Analyzing the preliminary data, McHargue is helping track how well each of the six emergencies is being treated in the pre-hospital (ambulance) setting. 

“If we don’t track the quality of care, we can’t improve it,” said Jayaraman, who has supervised McHargue on the project. 

McHargue aspires to continue developing emergency and trauma systems in low- and middle-income countries using his experience in Rwanda. He plans to pursue a general surgery residency and continue working in global surgery.

Participants gather in front of a sign reading "Welcome tothe Virginia Global Surgery Symposium."
Participants gather at the Virginia Global Surgery Symposium. (Courtesy photo)

‘It set the bar high’

In March, VCU hosted the first Virginia Global Surgery Symposium, sponsored by Global Surgery Student Alliance.

Independent of each other, McHargue, who founded VCU’s GSSA chapter, and Valukas were in talks with the organization to bring its third national conference to Richmond. Gurakar, co-founder with Rodas and Jayaraman of a monthly global surgery seminar series highlighting the VCU faculty’s international involvements, joined the effort soon after.

The symposium served as an international platform to raise awareness of the surgical disparities that exist. It brought together faculty, residents and students from across specialties to highlight current efforts in low- and middle-income countries, foster discussion and encourage collaboration. 

“This conference was about showing examples of surgeons and clinicians who have incorporated global surgery into their lives, who have made this work a part of their life mission,” Gurakar said.

“It was both a platform for students to learn about global surgery and how to get involved,” Valukas said. “But it was also a way for us to highlight VCU faculty and students who are doing all this wonderful work.

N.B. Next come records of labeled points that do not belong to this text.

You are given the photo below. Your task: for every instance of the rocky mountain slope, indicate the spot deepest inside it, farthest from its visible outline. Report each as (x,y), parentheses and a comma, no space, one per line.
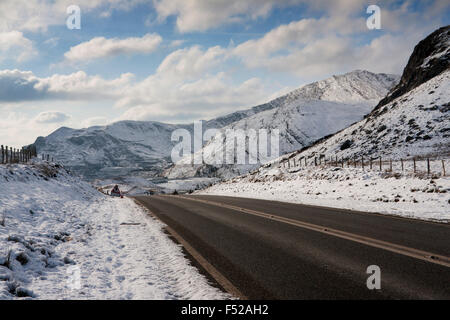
(416,123)
(303,116)
(143,148)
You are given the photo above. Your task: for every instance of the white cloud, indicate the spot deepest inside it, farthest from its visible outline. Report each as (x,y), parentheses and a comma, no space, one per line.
(17,86)
(101,47)
(315,48)
(201,15)
(94,121)
(191,62)
(38,15)
(14,45)
(52,117)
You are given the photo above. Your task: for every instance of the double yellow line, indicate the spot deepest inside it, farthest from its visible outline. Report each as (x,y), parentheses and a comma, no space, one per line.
(399,249)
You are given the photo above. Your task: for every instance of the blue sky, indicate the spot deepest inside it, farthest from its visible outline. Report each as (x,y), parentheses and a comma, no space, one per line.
(183,60)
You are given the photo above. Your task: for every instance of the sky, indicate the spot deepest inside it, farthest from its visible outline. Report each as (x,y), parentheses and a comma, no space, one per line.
(177,61)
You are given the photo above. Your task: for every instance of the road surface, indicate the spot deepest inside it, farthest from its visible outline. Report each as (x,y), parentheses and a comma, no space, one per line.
(274,250)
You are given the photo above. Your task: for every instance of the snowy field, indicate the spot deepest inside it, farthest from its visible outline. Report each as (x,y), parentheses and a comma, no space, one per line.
(349,188)
(61,239)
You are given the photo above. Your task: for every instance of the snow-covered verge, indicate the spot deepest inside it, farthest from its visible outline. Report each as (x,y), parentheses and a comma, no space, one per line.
(407,195)
(61,239)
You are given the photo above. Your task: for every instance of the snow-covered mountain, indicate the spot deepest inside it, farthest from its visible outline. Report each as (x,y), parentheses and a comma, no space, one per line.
(302,116)
(143,148)
(412,121)
(119,149)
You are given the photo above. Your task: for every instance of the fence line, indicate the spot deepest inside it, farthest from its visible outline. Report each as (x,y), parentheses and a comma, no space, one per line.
(414,165)
(13,155)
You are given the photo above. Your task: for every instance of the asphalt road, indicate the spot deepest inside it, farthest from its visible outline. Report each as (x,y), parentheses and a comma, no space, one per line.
(275,250)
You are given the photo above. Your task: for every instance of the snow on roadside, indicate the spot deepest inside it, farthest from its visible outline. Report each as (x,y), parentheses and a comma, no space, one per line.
(57,227)
(349,188)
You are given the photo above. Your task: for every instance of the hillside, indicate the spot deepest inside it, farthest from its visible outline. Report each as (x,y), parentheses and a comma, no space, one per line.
(411,122)
(303,116)
(133,148)
(55,228)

It also showed mid-career physicians how they might become global surgeons or how residents can get involved.” 

The first of its kind in the Mid-Atlantic region, the sold-out conference attracted 250 medical students, residents and mid-career physicians from across the U.S. and abroad. 

“It was an incredible symposium,” Jayaraman said. “It set the bar high and exposed VCU’s strengths to a much broader audience. It was a tremendous opportunity to showcase VCU.”

VCU has a history of sending medical teams abroad and working internationally to improve public health systems and patient outcomes. For several decades, VCU surgeons representing specialties including plastic surgery, pediatrics, urology, neurosurgery, general surgery and trauma have worked across numerous countries to consult, teach and support the development of other surgeons, trainees and students to deliver the best care possible in their settings.

“The symposium reminded people that VCU has been a global player and that we’ve been doing this for a long time,” Rodas said. “This was a chance to really demonstrate the institutional values and commitment that have been longstanding.”

It was also a chance to let Valukas, Gurakar and McHargue shine. 

“I’m very impressed by their leadership skills, their organization and how they conducted themselves professionally,” Rodas said. “We’re building future leaders. They’re going to be superstars.”